Mensch, du arme. Lass dich mal virtuell drücken, wenn du magst. Auch wenn das meiste ja bereits gesagt ist, mag ich mich dennoch auch kurz zu Wort melden. Meine Mama ist gestorben, da war ich grade 17 geworden. Die Situation war ein bisschen anders, denn mein Papa hatte damals bereits eine Freundin gehabt und eigentlich wollten die beiden sich auch grade trennen bzw. stand grade der Umzug bevor. Ich kannte die neue Freundin damals nicht, kann daher aber das Gefühl in etwa nachempfinden dass ich gehabt hätte, wenn Papa sie danach zu Familienfeiern eingeladen hätte. Das ist so intim und traurig und das kann man in dem Moment nur mit Menschen teilen, die das genauso nachempfinden können. Das heißt ja nicht, dass man jemanden das Glück nicht gönnt. Aber es ist alles einfach nicht so leicht. Übrigens hat mein Papa auch trotz neuer Freundin sehr getrauert, das habe ich allerdings auch erst vor kurzem so erfahren. Irgendwie war mir das nie so bewusst gewesen. Ich denke auch, dass ihr reden solltet und wer weiß... Ich habe auch erst nach dem Tod meiner Mutter ein ganz neues, innigeres Verhältnis zu meinem Papa entwickelt, in dem man plötzlich auch über solche Dinge reden kann. Also nur Mut. Und ich glaube auch nicht, dass du zu wenig trauerst. Das muss Stück für Stück verarbeitet werden, das geht nicht "alles auf einmal". Grade jetzt durch die besondere Situation der Schwangerschaft kommt es mir auch als wieder hoch, es fehlt da doch ganz gewaltig jemand. Ganz wichtig ist nur drüber reden. Immer und immer wieder, wenn dir danach ist.


Maxi4

Antwort auf Beitrag von Thiara82

Ich finde es absolut normal, dass man da ein „Wörtchen“ „mitzufühlen“ hat wenn der Vater so kurz nach dem Tod der Mutter eine neue Frau an der Seite hat. Es betrifft einen nunmal ganz natürlicherweise. Jahrzehntelang gab es den Vater nur mit der Mutter und für Kinder bleibt das immer eine Einheit, trotz allen Wissens über den Beziehungszustand der Eltern. Man kommt auf die Welt und das erste und größte, was einen prägt, ist die Familie. Da dann negative, traurige Gefühle zu haben, ist nicht egoistisch. Vor allem nicht wenn alles so frisch ist. Man hat dann auch das Recht, so damit umzugehen wie es einem gut tut, solange man dem Vater nicht absichtlich weh tut.


Leo engel

Antwort auf Beitrag von Thiara82

Ich schleich mich mal kurz rüber aus dem November (hab inzwischen ET aber 1.12. Und les hier mit)... Hier hatten wir ähnliches bei meinem Schwager. Er hat seine Krebskranke Frau Jahre gepflegt, bis zum Ende und es war ein sehr langer Leidensweg und am Ende einfach nur noch Erlösung für sie und auch ihn.

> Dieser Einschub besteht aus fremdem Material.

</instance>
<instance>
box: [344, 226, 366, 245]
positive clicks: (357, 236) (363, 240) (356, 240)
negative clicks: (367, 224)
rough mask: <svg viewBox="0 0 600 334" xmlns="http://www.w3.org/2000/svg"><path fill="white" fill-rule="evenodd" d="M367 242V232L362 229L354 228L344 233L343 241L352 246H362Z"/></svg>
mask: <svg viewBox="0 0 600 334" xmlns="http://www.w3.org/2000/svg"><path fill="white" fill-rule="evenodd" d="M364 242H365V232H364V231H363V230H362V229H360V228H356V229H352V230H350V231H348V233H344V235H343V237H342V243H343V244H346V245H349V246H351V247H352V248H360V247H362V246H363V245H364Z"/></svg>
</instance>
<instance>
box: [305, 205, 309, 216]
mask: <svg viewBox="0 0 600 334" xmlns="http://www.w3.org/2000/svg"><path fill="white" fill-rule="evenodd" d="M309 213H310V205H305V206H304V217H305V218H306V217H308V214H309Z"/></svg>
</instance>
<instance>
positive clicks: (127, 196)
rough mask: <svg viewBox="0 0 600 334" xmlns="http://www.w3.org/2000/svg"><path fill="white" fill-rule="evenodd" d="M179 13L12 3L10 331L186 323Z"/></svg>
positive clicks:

Er hatte nach 6 Monaten eine neue Partnerin an seiner Seiten und es gab einige die dafür kein Verständnis hatten und er musste sich viel negatives anhören, dass er seine Frau so schnell vergessen hätte etc. Das fand ich ganz schlimm. Er ist 10 Jahre mit seiner Frau durch die Krebserkrankung gegangen, die letzten zwei Jahre als voller Pflegefall und das mit unter 50 Jahren. Er hat alles für sie gegeben und in meinen Augen hatte er dieses Glück verdient. Ich kann deine Trauer und Gedanken verstehen, du bist noch nicht so weit. Aber dein Vater ist es und hat das Glück verdient und auch das Verständnis, dass die Partnerin akzeptiert wird.